Le ministère, qui avait obtenu dans le vote de l’adresse une majorité qui dépassait ses espérances, a vu cette majorité s’amincir et presque s’annihiler dans la question des incompatibilités. Elle est tombée brusquement de 84 voix à 8 ; quatre personnes ont décidé la dernière question dans le sens ministériel, et il y a cinq députés sur le banc des ministres. C’est en vain qu’on se flatterait de faire passer ce vote pour un succès, surtout après qu’on a eu soin de dire et de répéter, au sein de la chambre et au dehors, que la proposition n’était, pour l’opposition, qu’un moyen de renverser le cabinet. On a par là donné le droit d’affirmer qu’après tout il s’est trouvé 190 députés qui ne veulent pas du ministère, ou, qui, du moins, ne sont pas disposés à faire le moindre effort, le moindre sacrifice pour le soutenir. Il est des armes, il ne fallait pas l’oublier, qui reviennent blesser le combattant qui en fait usage, lorsqu’elles ne tuent pas son adversaire.

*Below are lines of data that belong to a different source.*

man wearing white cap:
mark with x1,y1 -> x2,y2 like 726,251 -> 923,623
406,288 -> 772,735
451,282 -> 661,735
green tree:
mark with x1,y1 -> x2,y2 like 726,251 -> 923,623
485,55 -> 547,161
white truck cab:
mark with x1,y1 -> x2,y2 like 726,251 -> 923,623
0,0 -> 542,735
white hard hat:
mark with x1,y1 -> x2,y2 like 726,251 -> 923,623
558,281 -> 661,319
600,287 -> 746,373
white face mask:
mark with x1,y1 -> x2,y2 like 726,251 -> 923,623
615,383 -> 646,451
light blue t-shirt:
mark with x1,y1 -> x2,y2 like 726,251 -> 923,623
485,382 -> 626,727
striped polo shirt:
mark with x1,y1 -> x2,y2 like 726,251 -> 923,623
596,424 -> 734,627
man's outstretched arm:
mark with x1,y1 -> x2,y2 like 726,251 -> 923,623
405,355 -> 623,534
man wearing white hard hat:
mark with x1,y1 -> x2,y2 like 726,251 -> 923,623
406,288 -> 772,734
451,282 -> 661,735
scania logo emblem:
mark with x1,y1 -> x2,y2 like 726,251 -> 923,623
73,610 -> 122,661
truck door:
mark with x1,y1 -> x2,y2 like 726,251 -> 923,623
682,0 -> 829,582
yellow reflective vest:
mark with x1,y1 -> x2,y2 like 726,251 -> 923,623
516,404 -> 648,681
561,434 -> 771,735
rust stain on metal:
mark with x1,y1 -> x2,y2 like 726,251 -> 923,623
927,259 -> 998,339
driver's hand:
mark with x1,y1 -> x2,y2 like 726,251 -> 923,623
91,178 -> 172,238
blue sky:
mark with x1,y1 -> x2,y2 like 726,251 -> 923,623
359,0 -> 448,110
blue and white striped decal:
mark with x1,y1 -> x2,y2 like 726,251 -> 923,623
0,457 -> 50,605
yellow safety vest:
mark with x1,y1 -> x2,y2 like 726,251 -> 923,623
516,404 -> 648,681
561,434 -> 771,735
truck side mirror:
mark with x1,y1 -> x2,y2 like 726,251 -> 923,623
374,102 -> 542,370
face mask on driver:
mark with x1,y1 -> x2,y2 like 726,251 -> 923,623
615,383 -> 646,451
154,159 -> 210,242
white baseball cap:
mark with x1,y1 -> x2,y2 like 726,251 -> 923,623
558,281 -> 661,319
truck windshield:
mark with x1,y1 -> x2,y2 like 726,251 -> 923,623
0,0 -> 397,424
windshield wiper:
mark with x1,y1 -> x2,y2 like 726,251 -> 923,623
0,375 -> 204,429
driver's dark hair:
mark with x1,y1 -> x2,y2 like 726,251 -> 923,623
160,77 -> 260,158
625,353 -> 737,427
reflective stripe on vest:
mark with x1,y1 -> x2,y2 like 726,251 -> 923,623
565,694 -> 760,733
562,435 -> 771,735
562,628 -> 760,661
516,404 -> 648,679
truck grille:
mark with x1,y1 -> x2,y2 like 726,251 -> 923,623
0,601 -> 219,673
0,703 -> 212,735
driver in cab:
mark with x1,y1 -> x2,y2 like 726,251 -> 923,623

Le vote de l’adresse avait produit une illusion. Les 84 voix n’étaient pas l’expression sincère d’une majorité ministérielle. Il fallait en déduire les membres du centre gauche qui n’adhèrent au cabinet qu’avec des réserves et en vertu d’une alliance qui n’a pas été l’objet d’une stipulation solennelle et irrévocable. Il fallait en déduire ceux qui se tenaient pour satisfaits au moyen de l’amendement relatif au droit de visite, et qui, sans cet amendement, auraient déposé dans l’urne une boule noire. Enfin il fallait en déduire ceux qui n’ont voté l’adresse qu’afin de ne pas se séparer de la majorité dans ses énergiques protestations contre les émeutes sanglantes de l’an dernier. En soulevant la question du recensement, on avait accru de vingt voix peut-être la majorité ministérielle dans le vote de l’adresse.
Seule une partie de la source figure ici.